What’s the point in allowing opt-in for these companies, by the way, is it does not generate any real revenue ?

The bleak truth is that in this case they are not providing you a marginal revenue. They are using your reputation to cover their bad one.

And this is the last reason why you should never, ever, make a deal with these people: as a developer, you have a reputation. You built something great (with few bugs, possibly) and you have a large user base trusting you. Do not betray them.

Oh, And One More Thing

Unfortunately, some über-jerks found an even better solution: bundle your application without telling you, and put it on their smelly download site.

The consequences are extremely annoying

  • users complaining that httrack contains trojans
  • users who are reluctant in trusting httrack because of the bad PR
  • more generally, bad PR for “free” softwares (are they even safe ?)

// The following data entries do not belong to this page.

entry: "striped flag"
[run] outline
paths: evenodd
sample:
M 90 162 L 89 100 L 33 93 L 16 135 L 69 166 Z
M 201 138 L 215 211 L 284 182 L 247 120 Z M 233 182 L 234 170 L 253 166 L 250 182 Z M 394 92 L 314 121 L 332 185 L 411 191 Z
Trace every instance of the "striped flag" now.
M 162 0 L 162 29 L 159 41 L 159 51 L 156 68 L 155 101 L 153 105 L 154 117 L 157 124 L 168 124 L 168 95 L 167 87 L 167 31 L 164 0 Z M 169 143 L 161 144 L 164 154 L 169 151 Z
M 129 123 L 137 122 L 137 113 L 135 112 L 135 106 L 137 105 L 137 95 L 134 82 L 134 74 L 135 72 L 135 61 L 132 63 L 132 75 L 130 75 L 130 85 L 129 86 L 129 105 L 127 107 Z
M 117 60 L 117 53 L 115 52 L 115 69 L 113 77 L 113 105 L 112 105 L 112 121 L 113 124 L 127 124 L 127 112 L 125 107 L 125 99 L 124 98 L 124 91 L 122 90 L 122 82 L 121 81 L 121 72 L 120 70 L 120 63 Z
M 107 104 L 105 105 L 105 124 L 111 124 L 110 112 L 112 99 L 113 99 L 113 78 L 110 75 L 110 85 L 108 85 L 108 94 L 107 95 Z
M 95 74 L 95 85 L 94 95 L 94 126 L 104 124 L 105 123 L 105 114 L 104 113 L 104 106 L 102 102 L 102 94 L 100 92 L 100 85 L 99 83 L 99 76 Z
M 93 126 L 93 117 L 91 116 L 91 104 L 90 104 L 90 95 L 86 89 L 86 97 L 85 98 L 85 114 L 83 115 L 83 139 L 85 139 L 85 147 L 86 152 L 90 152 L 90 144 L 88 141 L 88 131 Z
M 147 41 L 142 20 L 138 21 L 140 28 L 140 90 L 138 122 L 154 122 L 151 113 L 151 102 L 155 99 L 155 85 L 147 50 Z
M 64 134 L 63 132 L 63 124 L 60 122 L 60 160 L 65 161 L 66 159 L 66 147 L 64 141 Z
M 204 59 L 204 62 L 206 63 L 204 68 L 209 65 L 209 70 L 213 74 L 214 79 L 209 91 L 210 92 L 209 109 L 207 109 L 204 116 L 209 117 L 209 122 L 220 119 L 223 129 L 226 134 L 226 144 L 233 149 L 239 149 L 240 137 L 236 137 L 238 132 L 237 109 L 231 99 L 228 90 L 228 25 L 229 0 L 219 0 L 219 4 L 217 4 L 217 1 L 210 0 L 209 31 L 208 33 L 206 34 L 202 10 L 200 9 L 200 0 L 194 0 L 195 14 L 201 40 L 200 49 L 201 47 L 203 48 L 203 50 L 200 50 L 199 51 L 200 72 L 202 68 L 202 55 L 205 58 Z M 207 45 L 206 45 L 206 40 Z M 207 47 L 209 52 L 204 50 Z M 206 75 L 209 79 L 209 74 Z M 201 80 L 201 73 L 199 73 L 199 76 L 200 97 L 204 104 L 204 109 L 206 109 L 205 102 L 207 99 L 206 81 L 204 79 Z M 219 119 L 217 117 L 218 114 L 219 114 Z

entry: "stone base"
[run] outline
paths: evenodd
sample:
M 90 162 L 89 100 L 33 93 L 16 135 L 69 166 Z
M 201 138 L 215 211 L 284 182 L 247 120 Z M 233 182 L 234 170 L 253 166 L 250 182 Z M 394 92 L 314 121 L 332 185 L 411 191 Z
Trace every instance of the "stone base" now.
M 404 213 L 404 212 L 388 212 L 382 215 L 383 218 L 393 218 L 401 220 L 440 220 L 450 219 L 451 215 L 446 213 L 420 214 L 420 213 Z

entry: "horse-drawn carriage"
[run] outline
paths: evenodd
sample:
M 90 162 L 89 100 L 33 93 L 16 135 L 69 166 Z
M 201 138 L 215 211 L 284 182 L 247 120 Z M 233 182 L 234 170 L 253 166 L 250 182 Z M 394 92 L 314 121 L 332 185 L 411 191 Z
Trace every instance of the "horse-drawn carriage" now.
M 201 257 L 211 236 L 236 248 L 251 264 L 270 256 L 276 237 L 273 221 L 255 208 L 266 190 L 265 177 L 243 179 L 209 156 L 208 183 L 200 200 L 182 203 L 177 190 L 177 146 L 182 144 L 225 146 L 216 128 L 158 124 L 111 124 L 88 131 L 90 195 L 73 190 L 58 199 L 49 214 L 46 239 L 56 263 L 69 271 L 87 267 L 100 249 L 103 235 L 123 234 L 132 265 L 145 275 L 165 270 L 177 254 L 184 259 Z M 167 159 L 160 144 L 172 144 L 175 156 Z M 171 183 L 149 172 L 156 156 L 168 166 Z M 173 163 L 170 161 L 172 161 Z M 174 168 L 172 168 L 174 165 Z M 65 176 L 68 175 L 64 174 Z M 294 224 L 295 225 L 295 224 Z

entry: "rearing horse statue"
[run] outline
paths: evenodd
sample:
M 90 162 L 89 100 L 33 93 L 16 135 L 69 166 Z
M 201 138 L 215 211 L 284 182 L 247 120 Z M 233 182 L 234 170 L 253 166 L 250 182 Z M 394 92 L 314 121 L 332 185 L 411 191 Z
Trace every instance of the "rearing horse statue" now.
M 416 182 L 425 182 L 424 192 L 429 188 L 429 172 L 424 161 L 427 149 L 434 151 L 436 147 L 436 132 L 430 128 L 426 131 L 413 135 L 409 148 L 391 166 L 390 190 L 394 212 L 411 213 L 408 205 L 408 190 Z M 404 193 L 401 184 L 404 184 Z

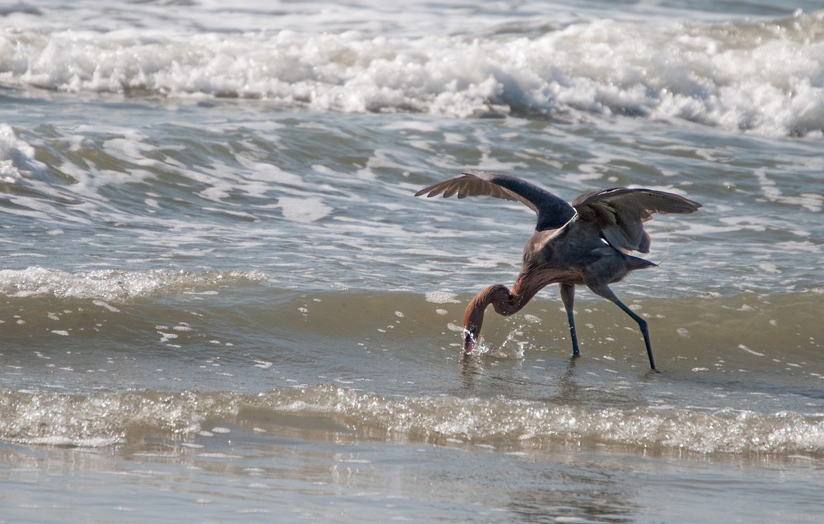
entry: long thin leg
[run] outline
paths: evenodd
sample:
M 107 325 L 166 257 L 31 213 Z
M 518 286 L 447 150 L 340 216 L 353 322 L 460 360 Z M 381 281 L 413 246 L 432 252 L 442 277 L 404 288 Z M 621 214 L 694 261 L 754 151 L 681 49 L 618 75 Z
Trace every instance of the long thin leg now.
M 624 310 L 624 312 L 632 317 L 632 320 L 638 322 L 638 327 L 641 330 L 641 335 L 644 335 L 644 344 L 647 346 L 647 356 L 649 357 L 649 367 L 655 372 L 658 370 L 655 368 L 655 361 L 653 359 L 653 346 L 649 343 L 649 331 L 647 330 L 647 321 L 635 315 L 634 312 L 629 307 L 624 305 L 624 302 L 618 300 L 616 294 L 612 292 L 612 290 L 609 288 L 609 286 L 603 284 L 601 286 L 589 286 L 594 292 L 601 295 L 606 300 L 614 302 L 618 307 Z
M 561 294 L 561 302 L 567 311 L 567 320 L 569 321 L 569 336 L 572 337 L 572 356 L 578 357 L 581 353 L 578 350 L 578 336 L 575 335 L 575 319 L 573 316 L 572 306 L 575 302 L 575 284 L 561 283 L 558 284 Z

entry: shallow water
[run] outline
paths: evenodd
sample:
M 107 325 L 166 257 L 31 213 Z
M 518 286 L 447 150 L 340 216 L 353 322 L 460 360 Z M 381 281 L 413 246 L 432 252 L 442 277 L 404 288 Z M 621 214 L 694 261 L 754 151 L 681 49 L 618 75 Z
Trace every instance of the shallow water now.
M 0 11 L 0 522 L 816 522 L 824 22 L 770 5 Z M 613 286 L 661 373 L 583 289 L 580 358 L 551 287 L 461 355 L 535 223 L 413 196 L 466 168 L 704 205 Z

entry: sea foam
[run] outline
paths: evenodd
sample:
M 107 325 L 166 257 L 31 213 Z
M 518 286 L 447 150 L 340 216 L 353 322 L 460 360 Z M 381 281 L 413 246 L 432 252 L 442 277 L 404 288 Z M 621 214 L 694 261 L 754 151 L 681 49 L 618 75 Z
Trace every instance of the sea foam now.
M 527 35 L 54 30 L 0 35 L 0 82 L 248 97 L 349 113 L 629 115 L 824 129 L 824 11 L 728 24 L 594 20 Z

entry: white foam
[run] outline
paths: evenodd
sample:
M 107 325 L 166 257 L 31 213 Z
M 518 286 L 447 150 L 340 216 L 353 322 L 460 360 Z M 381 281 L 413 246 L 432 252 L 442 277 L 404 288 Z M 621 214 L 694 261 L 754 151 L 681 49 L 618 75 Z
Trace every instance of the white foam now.
M 19 138 L 11 126 L 0 124 L 0 182 L 13 184 L 44 167 L 35 158 L 35 148 Z
M 456 299 L 455 293 L 445 291 L 428 291 L 426 293 L 426 302 L 434 304 L 459 304 L 461 301 Z
M 96 306 L 118 312 L 118 308 L 109 302 L 160 292 L 218 287 L 227 278 L 260 281 L 265 277 L 254 271 L 199 274 L 105 269 L 70 273 L 32 266 L 26 269 L 0 270 L 0 293 L 8 297 L 54 295 L 91 298 L 95 299 Z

That is why I recently decided to start signing the Windows installer version, with an official trusted SSL key (registered to Xavier Roche). I will probably do the same for the program DLL’s soon. By the way, on Debian platforms, I have been signing the sources from the beginning, and this is a very good practice.

TL;DR: Search bars are crap, and you should always download programs on trusted sites.